The compound statement `(prarr ~q)vv(p^^q)` is logically equivalent to

To determine the logical equivalence of the compound statement \((p \rightarrow \neg q) \lor (p \land q)\), we will construct a truth table and analyze the results step by step. ### Step 1: Set Up the Truth Table We will create a truth table with the following columns: - \(P\) - \(Q\) - \(\neg Q\) (negation of \(Q\)) - \(P \rightarrow \neg Q\) (implication) - \(P \land Q\) (conjunction) - \((P \rightarrow \neg Q) \lor (P \land Q)\) (disjunction) ### Step 2: Fill in the Values for \(P\) and \(Q\) The possible truth values for \(P\) and \(Q\) are: - True (T) - False (F) Thus, we will have the following combinations: 1. \(P = T, Q = T\) 2. \(P = T, Q = F\) 3. \(P = F, Q = T\) 4. \(P = F, Q = F\) ### Step 3: Calculate \(\neg Q\) - If \(Q = T\), then \(\neg Q = F\) - If \(Q = F\), then \(\neg Q = T\) So, the values for \(\neg Q\) will be: 1. \(F\) 2. \(T\) 3. \(F\) 4. \(T\) ### Step 4: Calculate \(P \rightarrow \neg Q\) The implication \(P \rightarrow \neg Q\) is defined as: - True unless \(P\) is true and \(\neg Q\) is false.

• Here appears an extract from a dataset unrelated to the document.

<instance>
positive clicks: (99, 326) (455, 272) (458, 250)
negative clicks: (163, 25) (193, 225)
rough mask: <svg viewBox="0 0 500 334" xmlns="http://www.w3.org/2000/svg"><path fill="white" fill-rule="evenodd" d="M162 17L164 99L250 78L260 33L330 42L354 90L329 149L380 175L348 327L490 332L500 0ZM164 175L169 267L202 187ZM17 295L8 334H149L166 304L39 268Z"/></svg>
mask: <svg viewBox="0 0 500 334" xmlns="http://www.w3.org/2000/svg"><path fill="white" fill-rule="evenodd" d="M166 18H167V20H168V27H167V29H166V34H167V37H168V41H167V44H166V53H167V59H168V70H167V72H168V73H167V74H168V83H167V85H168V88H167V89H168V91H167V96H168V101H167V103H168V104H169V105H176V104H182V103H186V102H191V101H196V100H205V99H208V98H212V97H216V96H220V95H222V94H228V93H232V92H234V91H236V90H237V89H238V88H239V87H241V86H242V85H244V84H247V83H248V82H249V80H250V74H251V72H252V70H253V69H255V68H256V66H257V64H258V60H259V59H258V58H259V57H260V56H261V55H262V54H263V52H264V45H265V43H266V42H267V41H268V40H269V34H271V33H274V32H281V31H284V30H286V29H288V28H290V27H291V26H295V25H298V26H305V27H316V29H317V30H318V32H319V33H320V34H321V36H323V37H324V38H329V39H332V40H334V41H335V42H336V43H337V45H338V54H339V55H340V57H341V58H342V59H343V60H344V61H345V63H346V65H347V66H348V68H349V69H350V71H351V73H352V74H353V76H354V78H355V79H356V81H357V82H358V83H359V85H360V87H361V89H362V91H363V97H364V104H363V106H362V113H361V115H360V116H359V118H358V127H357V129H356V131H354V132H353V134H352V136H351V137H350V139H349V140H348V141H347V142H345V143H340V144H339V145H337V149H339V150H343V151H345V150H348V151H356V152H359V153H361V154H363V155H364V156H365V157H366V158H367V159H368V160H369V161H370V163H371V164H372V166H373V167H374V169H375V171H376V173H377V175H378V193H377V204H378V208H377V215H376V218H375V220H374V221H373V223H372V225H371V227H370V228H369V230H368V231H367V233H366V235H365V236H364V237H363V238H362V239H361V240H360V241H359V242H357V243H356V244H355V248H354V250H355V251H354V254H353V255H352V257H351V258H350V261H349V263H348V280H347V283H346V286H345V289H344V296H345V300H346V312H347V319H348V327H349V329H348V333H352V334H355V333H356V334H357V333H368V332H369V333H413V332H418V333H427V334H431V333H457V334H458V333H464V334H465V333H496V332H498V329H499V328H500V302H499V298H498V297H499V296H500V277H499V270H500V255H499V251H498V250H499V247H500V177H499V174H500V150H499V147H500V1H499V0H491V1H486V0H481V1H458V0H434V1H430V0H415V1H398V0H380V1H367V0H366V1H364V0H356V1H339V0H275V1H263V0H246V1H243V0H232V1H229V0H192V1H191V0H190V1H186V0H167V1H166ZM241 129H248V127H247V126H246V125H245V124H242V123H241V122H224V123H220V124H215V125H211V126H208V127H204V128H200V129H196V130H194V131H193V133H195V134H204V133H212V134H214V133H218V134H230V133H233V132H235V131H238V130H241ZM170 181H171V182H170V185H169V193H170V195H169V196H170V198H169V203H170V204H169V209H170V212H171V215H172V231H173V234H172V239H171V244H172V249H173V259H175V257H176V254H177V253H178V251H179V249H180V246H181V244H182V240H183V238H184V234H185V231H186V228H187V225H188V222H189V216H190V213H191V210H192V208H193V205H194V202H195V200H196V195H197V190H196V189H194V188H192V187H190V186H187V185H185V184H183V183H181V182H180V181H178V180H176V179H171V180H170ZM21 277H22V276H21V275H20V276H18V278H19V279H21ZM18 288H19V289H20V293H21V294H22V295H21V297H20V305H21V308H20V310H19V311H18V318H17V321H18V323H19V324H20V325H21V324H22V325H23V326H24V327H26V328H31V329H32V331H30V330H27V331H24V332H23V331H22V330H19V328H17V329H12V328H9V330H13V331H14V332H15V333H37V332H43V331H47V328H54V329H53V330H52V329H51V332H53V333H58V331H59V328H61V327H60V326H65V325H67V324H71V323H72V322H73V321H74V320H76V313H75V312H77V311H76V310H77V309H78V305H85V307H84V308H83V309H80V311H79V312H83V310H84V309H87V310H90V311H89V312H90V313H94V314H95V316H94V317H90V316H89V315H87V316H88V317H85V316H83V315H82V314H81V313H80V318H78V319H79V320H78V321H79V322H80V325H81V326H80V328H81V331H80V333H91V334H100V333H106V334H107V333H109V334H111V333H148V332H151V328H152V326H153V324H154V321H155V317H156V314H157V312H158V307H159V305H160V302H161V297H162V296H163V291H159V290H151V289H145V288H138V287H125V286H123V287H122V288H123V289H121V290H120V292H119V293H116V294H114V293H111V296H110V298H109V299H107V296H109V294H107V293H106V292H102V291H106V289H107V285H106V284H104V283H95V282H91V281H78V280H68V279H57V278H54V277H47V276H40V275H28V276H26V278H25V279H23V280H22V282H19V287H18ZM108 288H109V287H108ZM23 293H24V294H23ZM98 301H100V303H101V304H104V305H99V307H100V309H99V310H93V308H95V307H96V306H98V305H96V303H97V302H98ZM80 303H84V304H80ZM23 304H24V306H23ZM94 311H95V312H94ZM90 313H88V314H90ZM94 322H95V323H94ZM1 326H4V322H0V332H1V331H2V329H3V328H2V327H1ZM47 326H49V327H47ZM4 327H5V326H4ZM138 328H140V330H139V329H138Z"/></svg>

Calculating this: 1. \(T \rightarrow F = F\) 2. \(T \rightarrow T = T\) 3. \(F \rightarrow F = T\) 4. \(F \rightarrow T = T\) So, the values for \(P \rightarrow \neg Q\) will be: 1. \(F\) 2. \(T\) 3. \(T\) 4. \(T\) ### Step 5: Calculate \(P \land Q\) The conjunction \(P \land Q\) is true only if both \(P\) and \(Q\) are true: 1. \(T \land T = T\) 2. \(T \land F = F\) 3. \(F \land T = F\) 4. \(F \land F = F\) So, the values for \(P \land Q\) will be: 1. \(T\) 2. \(F\) 3. \(F\) 4. \(F\) ### Step 6: Calculate \((P \rightarrow \neg Q) \lor (P \land Q)\) Now we take the disjunction of the previous two results: 1. \(F \lor T = T\) 2. \(T \lor F = T\) 3. \(T \lor F = T\) 4. \(T \lor F = T\) So, the final values for \((P \rightarrow \neg Q) \lor (P \land Q)\) will be: 1. \(T\) 2. \(T\) 3. \(T\) 4. \(T\) ### Conclusion Since all entries in the final column are true, the compound statement \((p \rightarrow \neg q) \lor (p \land q)\) is a tautology. Therefore, it is logically equivalent to **True**.